6. Degradation and kill switch

  • Degradation signals: Hallucination rate > 5% on sampled responses over 24 hours, OR citation accuracy < 95% over a rolling 50 answers, OR any post outside the allowed channels.
  • Fallback path: The bot responds with “I don’t have a confident answer — try asking in #help-engineering” and posts no further content.
  • Kill switch:
    • Stop inference: ≤ 30 seconds via feature flag.
    • Revoke tool credentials: ≤ 2 minutes via Slack app token rotation.
    • Stop in-flight side effects: in-flight tasks finish within 30s time cap.
  • Who can pull: Internal-platforms on-call, or any member of the technical writing team.
  • Customer comms plan: Slack notification in #internal-platforms.
  • Manual fallback at 2 a.m.: Disable via feature flag.

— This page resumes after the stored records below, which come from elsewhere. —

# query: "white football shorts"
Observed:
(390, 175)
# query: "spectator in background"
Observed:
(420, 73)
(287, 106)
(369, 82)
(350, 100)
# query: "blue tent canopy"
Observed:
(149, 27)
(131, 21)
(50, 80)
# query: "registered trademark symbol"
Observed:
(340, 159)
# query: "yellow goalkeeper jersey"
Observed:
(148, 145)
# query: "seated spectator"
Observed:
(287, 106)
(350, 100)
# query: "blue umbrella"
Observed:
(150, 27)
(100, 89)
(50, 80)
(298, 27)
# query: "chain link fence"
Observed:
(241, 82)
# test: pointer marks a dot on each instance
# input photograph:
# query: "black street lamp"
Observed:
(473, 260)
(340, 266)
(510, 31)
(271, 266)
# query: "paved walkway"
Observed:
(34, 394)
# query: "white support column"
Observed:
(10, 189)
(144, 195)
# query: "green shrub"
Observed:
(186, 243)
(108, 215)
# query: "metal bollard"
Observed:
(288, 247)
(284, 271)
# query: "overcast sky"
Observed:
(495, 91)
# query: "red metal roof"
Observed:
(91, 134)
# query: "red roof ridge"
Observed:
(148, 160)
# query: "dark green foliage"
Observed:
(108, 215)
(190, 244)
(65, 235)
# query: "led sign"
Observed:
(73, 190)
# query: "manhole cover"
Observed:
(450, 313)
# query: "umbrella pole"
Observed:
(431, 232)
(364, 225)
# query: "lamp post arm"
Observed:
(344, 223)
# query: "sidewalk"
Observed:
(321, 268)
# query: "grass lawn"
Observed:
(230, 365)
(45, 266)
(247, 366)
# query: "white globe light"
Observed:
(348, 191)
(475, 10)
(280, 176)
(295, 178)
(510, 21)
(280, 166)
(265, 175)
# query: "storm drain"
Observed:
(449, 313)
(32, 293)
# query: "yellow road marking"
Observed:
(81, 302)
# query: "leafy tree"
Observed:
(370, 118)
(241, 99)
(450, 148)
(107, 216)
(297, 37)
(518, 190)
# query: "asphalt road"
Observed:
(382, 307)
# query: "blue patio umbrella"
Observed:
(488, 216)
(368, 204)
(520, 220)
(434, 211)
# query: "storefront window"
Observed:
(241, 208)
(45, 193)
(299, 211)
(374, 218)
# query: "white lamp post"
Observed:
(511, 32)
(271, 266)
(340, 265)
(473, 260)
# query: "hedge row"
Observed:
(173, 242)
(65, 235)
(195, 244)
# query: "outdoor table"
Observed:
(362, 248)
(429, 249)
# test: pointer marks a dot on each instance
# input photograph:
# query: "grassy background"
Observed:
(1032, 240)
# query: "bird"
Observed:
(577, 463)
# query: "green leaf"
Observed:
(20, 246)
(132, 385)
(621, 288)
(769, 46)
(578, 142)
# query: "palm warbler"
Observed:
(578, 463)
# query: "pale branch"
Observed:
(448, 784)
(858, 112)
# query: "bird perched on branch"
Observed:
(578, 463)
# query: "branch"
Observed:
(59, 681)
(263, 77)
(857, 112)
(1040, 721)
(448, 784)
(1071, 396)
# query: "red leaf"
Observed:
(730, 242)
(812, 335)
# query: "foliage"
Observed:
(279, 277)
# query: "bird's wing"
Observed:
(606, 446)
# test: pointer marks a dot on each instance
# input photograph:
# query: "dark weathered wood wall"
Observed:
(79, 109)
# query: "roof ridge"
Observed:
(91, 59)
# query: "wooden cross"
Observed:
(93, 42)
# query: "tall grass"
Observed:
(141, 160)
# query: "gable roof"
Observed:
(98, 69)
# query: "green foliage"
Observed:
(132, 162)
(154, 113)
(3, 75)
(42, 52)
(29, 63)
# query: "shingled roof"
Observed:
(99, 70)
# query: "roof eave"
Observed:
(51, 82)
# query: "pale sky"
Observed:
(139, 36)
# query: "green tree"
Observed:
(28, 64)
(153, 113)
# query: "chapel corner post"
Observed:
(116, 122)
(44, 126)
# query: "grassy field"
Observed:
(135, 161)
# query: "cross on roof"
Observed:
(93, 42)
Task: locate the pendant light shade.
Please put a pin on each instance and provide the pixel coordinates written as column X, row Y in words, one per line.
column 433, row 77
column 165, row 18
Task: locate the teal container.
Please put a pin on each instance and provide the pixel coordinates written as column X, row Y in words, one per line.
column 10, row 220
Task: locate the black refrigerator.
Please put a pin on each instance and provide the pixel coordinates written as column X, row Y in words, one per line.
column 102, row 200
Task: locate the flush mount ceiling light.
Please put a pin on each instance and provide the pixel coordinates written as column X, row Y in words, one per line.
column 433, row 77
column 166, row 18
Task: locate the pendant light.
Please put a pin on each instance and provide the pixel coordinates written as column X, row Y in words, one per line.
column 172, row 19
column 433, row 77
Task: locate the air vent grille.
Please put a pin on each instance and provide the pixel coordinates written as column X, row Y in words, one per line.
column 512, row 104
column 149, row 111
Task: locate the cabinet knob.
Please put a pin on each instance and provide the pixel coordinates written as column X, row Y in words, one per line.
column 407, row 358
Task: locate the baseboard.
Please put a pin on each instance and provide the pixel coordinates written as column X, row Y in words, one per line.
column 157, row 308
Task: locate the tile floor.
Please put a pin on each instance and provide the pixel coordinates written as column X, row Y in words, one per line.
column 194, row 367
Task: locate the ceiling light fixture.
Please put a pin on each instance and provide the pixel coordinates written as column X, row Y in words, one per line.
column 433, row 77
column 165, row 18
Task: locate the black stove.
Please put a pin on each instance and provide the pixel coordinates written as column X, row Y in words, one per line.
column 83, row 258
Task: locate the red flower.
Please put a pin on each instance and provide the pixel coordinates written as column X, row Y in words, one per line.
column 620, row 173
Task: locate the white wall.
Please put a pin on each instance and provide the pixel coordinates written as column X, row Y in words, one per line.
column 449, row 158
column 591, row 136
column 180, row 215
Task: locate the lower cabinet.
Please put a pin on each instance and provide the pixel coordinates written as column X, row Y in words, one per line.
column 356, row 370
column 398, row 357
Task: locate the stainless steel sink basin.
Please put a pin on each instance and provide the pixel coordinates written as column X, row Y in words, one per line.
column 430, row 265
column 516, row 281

The channel reverts to human Q&A. No customer impact.

7. Review

  • Eval suite: /evals/agents/docs-qa/ — 150 cases including hallucination probes, ambiguous questions, questions outside scope (must refuse), and prompt-injection attempts in retrieved docs.
  • Last review: 2026-05-01. Next: 2026-08-01.
  • Permission audit: Quarterly.
  • Change control: Expanding the docs corpus requires technical writing team approval. Expanding to a new channel requires eng-lead approval.

Common mistakes to avoid

  • Writing one contract that covers two agents. Split them.
  • Listing tools without their permission scope.
  • “Kill switch” as a single thing. There are three operations and three latencies.
  • Blast-radius caps without numbers.
  • A fallback path that is “the model will retry.” That is not a fallback. That is a retry loop.
  • Forgetting that retrieved documents are an attack surface. Adversarial content in a vendor PDF is still adversarial.
  • Reviewing the contract once and never again. The contract is a living artifact. It drifts with the system.